Saturday, September 27, 2008

500 Club + Debate aftermath.

Note to self: Next time you go to 500 Club to watch a presidential debate, you might want to get there an hour early. Good lord.

So, 500 Club was absolutely packed by the time I got there at 5:45. I will say this - it's the type of place I think I'd like a whole lot if it didn't have so many people in it. It could use a pool table, but quite frankly, I feel that way about every bar I've ever been in.

It is an interesting experience being in a room of people just like you. I managed to get up to the bar, thankfully, because this sling is still putting a damper on my ability to hold a beer. I was standing next to a guy who was really, really unhappy to be there. He was older and really hated the fact that his bar was being infiltrated by crazy hipster liberals. I wanted to feel badly, but it turns out I didn't. When we'd get all riled up about Obama, he'd attempt to shout out some counterpoint. Didn't so much come across as intelligent debate so much as being curmudgeonly. He left fairly early, and because an incredibly kind girl wanted to be nice to the chick with her arm in a sling, I managed to snag a seat at the bar right in front of the television. Score. 

Props to 500 Club - it was a little difficult to get drinks, but the bartenders were fabulous. They ran out of Anchor Steam about halfway through, but they have a fantastic selection of other beers, so no one seemed too distraught. Me? I was throwing down $2 PBRs, partially because I'm very poor, partially because I like hipster beer, but mostly because I was a little afraid that someone was going to knock into me, and I am notorious for spilling beer all over myself if someone gets within two feet of me. I have yet to spill a bottle of beer on myself or others, but a pint glass? Watch out. Also, The Roommate couldn't get close to me at the beginning, so I needed something I could pass over people's heads to him, and a brimming glass of Racer was not going to work out.

A friend of mine in her assessment of watching the debate at a hipster bar in New York said "We're really partisan, so we don't know if Obama is winning or not." This is how I felt. Don't get me wrong - I'm making my Sarah Palin jokes ("Oh shit, they asked about Russia! If McCain mentions Palin, we're taking shots!") and pounding the bar every time Obama says something about healthcare. But really, he could have thrown the debate and we would have cheered at everything he said and booed McCain. I felt like both parties made some incredibly good points. But really, we were just happy to watch Barack Obama and ponder the idea that we might have a president we actually support in a few months. 

So, thanks, 500 Club. I'll be back, but I know how to play your game now. See you at the next debate.

4 comments:

troymccluresf said...

Hey, sorry I didn't say hi. Everyone I was meeting decided it was too crowded to get in even though there was TONS of room on the other side of the bar. We ended up leaving like 20 mins into it. :/

New to the Bay said...

Hey! No worries. It was pretty insanely crowded.
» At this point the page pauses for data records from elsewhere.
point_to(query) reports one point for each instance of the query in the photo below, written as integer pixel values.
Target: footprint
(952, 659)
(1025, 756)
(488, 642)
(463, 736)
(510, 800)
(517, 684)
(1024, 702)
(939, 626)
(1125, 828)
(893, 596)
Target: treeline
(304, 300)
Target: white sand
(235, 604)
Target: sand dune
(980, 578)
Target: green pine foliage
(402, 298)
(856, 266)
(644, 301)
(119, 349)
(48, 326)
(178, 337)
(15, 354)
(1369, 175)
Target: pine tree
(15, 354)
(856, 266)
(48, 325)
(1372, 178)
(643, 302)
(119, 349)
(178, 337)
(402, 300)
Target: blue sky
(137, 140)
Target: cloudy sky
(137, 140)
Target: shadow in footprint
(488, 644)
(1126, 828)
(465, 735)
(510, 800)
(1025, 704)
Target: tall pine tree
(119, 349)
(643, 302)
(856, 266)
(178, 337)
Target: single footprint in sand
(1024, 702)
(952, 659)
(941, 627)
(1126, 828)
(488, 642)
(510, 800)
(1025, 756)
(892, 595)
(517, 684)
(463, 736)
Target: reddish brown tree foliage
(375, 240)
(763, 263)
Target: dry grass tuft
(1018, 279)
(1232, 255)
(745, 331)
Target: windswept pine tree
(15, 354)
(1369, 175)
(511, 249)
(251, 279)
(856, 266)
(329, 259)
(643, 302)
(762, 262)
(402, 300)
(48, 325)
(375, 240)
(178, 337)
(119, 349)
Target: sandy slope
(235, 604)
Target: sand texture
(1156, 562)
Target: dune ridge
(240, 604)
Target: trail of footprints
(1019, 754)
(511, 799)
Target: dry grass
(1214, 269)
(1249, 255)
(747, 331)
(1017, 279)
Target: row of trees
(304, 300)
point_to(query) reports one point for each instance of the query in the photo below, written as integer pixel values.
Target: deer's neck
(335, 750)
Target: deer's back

The other side of the bar looked like it was super open, but I didn't want to try fighting through the crowd just to see if there was a seat. Saddling up to the bar ended up working out for me in the end.

I guess Kilowatt was playing it too and had a ton of open space - I ended up staying at 500 since I was lucky enough to get a seat.

TK said...

The 500 Club has a pool table. You probably just didn't see it b/c of the crowd.

I was walking through the Mission towards the end of the debate and it was sort of like the Super Bowl. Every TV I passed had it on, there were people spilling out of places watching it, etc. It's pretty cool to see people engaged in the political process like that.

New to the Bay said...

Oh, good to know! It was ridiculously crowded in there and I didn't want to fight my way through too far. I can see how I would have missed the pool table.

It reminded me a lot of when I was living in NYC for the 2006 senate/house elections. Every bar had CNN on and people were cheering as results for senators we had ever heard of rolled in. One of the few times I've experienced some sort of political solidarity - it's just nice to see people getting out and getting excited about something that matters.